We model success for others. Great teachers model success for their students; principals for teachers; coaches for their athletes. Consultants are known for the models they bring, models that can be clear, helpful solutions, but also overly-simplified cookbook recipes that sound great but often just don’t fit all of us.
I was thinking about models yesterday as I prepared to chat with Jeff Wetzler and Tyler Thigpen, principals at Transcend Education. Many of us are trying to help design and implement school and learning models that better meet the conditions our students face today, and will face in the future. This is great work; I love it and applaud all of those who are in the process of model design and sharing.
But what about the raw materials of models?

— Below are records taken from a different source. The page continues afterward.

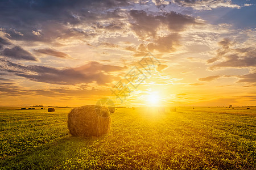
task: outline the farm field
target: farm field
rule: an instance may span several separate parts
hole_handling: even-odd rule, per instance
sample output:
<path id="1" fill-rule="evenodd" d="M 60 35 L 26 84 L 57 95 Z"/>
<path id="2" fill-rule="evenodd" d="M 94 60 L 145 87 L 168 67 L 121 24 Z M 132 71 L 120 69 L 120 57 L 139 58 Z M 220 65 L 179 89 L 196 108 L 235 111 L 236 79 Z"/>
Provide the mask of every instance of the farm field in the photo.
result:
<path id="1" fill-rule="evenodd" d="M 0 169 L 255 169 L 256 108 L 118 108 L 110 133 L 71 136 L 71 108 L 0 109 Z"/>

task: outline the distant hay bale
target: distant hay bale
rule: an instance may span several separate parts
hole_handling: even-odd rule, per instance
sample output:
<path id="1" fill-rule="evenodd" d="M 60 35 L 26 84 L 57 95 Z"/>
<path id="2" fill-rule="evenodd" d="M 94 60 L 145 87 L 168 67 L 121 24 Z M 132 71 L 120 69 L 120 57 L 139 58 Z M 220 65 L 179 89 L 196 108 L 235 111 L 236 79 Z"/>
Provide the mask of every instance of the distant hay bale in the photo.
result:
<path id="1" fill-rule="evenodd" d="M 54 108 L 48 108 L 48 112 L 55 112 L 55 109 Z"/>
<path id="2" fill-rule="evenodd" d="M 69 133 L 75 137 L 99 137 L 110 130 L 109 109 L 100 105 L 75 108 L 68 115 Z"/>
<path id="3" fill-rule="evenodd" d="M 112 113 L 115 112 L 115 107 L 109 107 L 108 108 L 109 110 L 109 112 Z"/>
<path id="4" fill-rule="evenodd" d="M 171 112 L 176 112 L 177 110 L 177 109 L 175 107 L 171 107 L 171 108 L 170 109 L 170 110 Z"/>

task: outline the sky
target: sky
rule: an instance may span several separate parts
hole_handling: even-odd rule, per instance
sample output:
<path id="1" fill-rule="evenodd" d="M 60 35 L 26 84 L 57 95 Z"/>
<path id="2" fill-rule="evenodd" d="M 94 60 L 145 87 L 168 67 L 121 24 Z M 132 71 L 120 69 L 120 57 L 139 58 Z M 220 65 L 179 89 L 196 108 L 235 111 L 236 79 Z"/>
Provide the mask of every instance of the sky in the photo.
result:
<path id="1" fill-rule="evenodd" d="M 255 105 L 255 16 L 253 0 L 1 1 L 0 106 Z"/>

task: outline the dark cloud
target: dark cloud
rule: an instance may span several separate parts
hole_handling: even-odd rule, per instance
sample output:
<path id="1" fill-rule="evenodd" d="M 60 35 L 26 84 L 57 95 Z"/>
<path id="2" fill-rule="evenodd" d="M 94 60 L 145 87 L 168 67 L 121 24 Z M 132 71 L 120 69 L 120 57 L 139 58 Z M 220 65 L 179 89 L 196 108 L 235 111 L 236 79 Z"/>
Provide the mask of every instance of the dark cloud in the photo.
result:
<path id="1" fill-rule="evenodd" d="M 1 96 L 19 96 L 34 95 L 35 93 L 24 90 L 22 87 L 13 83 L 0 83 L 0 94 Z"/>
<path id="2" fill-rule="evenodd" d="M 13 48 L 6 48 L 1 52 L 1 54 L 15 60 L 36 61 L 36 58 L 31 53 L 19 46 L 15 46 Z"/>
<path id="3" fill-rule="evenodd" d="M 166 26 L 170 31 L 180 32 L 187 25 L 196 24 L 193 18 L 174 11 L 153 15 L 143 10 L 132 10 L 130 11 L 130 15 L 133 19 L 132 30 L 143 40 L 155 37 L 158 27 L 162 24 Z"/>
<path id="4" fill-rule="evenodd" d="M 180 36 L 177 33 L 170 34 L 167 36 L 158 37 L 154 42 L 148 44 L 147 48 L 150 51 L 156 50 L 161 53 L 174 52 L 176 47 L 179 46 L 179 39 Z"/>
<path id="5" fill-rule="evenodd" d="M 159 64 L 158 65 L 156 70 L 160 73 L 162 72 L 163 70 L 168 68 L 168 66 L 163 64 Z"/>
<path id="6" fill-rule="evenodd" d="M 196 10 L 211 10 L 218 7 L 240 8 L 238 5 L 233 4 L 232 1 L 226 0 L 174 0 L 174 3 L 192 7 Z"/>
<path id="7" fill-rule="evenodd" d="M 8 40 L 6 39 L 3 39 L 2 37 L 0 37 L 0 45 L 11 45 L 11 44 L 9 40 Z"/>
<path id="8" fill-rule="evenodd" d="M 238 78 L 240 79 L 237 82 L 238 83 L 245 82 L 249 83 L 256 83 L 256 73 L 250 73 L 243 75 L 238 75 Z"/>
<path id="9" fill-rule="evenodd" d="M 201 86 L 201 85 L 204 85 L 204 83 L 195 83 L 189 84 L 189 85 L 190 86 Z"/>
<path id="10" fill-rule="evenodd" d="M 96 82 L 99 84 L 111 83 L 118 79 L 110 72 L 121 71 L 126 67 L 102 65 L 97 62 L 75 68 L 57 69 L 37 65 L 23 66 L 1 60 L 0 70 L 40 82 L 56 84 L 75 85 Z"/>
<path id="11" fill-rule="evenodd" d="M 214 79 L 218 79 L 220 78 L 221 76 L 220 75 L 213 75 L 213 76 L 209 76 L 203 78 L 199 78 L 198 79 L 199 80 L 202 81 L 202 82 L 210 82 L 212 80 L 213 80 Z"/>
<path id="12" fill-rule="evenodd" d="M 221 61 L 211 66 L 210 69 L 256 66 L 256 48 L 254 46 L 243 48 L 233 48 L 233 46 L 237 44 L 226 39 L 219 42 L 218 45 L 221 48 L 216 50 L 216 57 L 208 60 L 207 62 L 212 63 L 219 60 Z"/>
<path id="13" fill-rule="evenodd" d="M 69 57 L 70 56 L 61 52 L 58 52 L 56 51 L 55 50 L 52 49 L 37 49 L 37 50 L 35 50 L 35 52 L 41 53 L 41 54 L 47 54 L 47 55 L 50 55 L 50 56 L 55 56 L 57 57 L 60 57 L 60 58 L 67 58 L 67 57 Z"/>
<path id="14" fill-rule="evenodd" d="M 84 31 L 75 26 L 90 27 L 108 20 L 109 23 L 102 26 L 102 29 L 121 29 L 122 23 L 113 20 L 122 18 L 118 8 L 130 5 L 130 1 L 3 0 L 0 2 L 0 15 L 5 17 L 0 18 L 0 23 L 12 40 L 48 42 L 74 38 L 82 40 L 100 32 Z"/>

As we create the pieces and blueprints to hand to others, are we missing perhaps the most critical step in the process? What if the limiting factor in the school innovation equation is not the validity of those pieces and blueprints, but the availability of plastic and glue? As I refine the manuscript of my next book, I increasingly fear this is the case. Our young teachers are not prepared by schools of education to teach in deeper learning environments. Our more seasoned teachers have never had skills development in organizational and innovation leadership. We lack a pedagogy to teach and learn in virtual reality worlds. The pieces of the schools we design are built to slot into an outdated operating system. There are plenty more.
Look to your pool of resources, and ask this basic question: even if we have the best models, do we have the raw materials to put those pieces together and make them all work? This is not an either/or problem; we very much need both.
The answer to this question is no. Not beyond a few schools or networks here and there.